The report, published by Solidarjetà and based on Housing Authority data, assessed 38 household scenarios against median rents across multiple localities. It found that affordability is “the exception, not the rule” for renters.
Using the Housing Authority benchmark that housing costs should not exceed 25% of disposable income, the study classified households from “affordable” to “overburdened”. Only three scenarios met affordability criteria, and only with government subsidies.
Rising property values have worsened the situation. Since 2017, house prices have climbed by 59%, with Malta’s total housing value tripling to €88 billion over a decade. Rents have increased faster than wages and cost-of-living adjustments.

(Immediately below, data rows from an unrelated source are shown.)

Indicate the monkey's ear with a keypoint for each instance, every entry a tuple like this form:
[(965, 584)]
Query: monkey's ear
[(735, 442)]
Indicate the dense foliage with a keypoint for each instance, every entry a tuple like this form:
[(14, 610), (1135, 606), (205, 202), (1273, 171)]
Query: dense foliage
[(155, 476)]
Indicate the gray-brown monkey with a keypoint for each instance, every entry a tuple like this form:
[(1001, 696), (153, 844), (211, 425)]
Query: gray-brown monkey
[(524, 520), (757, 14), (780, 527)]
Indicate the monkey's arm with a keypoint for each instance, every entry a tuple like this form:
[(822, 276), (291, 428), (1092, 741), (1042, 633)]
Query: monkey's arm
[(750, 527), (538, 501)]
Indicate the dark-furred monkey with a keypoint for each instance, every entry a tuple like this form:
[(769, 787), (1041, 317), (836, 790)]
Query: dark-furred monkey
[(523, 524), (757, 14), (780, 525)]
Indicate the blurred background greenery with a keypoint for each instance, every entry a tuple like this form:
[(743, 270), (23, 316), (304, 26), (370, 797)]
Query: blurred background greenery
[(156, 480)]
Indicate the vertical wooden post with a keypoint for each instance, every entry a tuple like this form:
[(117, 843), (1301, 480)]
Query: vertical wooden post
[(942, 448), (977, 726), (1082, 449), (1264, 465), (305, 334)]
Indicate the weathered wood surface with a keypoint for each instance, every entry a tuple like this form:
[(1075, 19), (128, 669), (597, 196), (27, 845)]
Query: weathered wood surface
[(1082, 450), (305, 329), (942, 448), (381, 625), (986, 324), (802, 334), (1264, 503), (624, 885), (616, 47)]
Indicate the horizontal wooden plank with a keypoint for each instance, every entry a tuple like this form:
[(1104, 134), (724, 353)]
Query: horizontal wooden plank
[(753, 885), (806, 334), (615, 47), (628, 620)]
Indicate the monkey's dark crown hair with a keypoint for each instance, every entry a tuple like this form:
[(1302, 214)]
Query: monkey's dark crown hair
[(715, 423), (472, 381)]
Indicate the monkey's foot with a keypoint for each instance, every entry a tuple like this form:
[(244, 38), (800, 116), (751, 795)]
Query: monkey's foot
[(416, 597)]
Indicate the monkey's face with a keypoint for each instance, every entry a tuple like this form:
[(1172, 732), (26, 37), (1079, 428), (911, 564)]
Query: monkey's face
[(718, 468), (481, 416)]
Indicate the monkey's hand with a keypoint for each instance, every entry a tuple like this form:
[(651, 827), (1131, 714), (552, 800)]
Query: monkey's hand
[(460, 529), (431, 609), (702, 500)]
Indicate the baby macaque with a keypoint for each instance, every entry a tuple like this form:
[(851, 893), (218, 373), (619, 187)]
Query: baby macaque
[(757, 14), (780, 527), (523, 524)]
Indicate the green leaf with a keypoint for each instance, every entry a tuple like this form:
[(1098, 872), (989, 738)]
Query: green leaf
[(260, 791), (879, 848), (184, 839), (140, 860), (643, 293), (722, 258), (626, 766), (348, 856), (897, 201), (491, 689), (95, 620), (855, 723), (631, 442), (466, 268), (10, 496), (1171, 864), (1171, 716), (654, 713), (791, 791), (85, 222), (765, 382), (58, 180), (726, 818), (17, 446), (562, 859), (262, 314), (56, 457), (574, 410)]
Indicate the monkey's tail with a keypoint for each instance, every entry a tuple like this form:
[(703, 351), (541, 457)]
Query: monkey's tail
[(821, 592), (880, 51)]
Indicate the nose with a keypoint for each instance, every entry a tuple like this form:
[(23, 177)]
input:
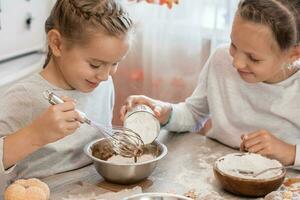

Single minimum-wage earners cannot afford a one-bedroom apartment in any of the 20 localities studied, while even individuals earning €35,000 a year are overburdened across all localities and apartment sizes.
The report also highlights flaws in the Housing Benefit Scheme, warning of a “subsidy trap” where earning slightly above eligibility thresholds can result in the loss of hundreds of euros in monthly support.
Regionally, the Northern Harbour area is the least affordable, while Gozo remains out of reach for many unless higher subsidies apply. Families fare worst, with couples and children largely unable to afford median rents.
Solidarjetà called for rent controls, expanded housing benefits, longer leases, and a major increase in public and affordable housing, warning that without intervention, affordability pressures will continue to intensify.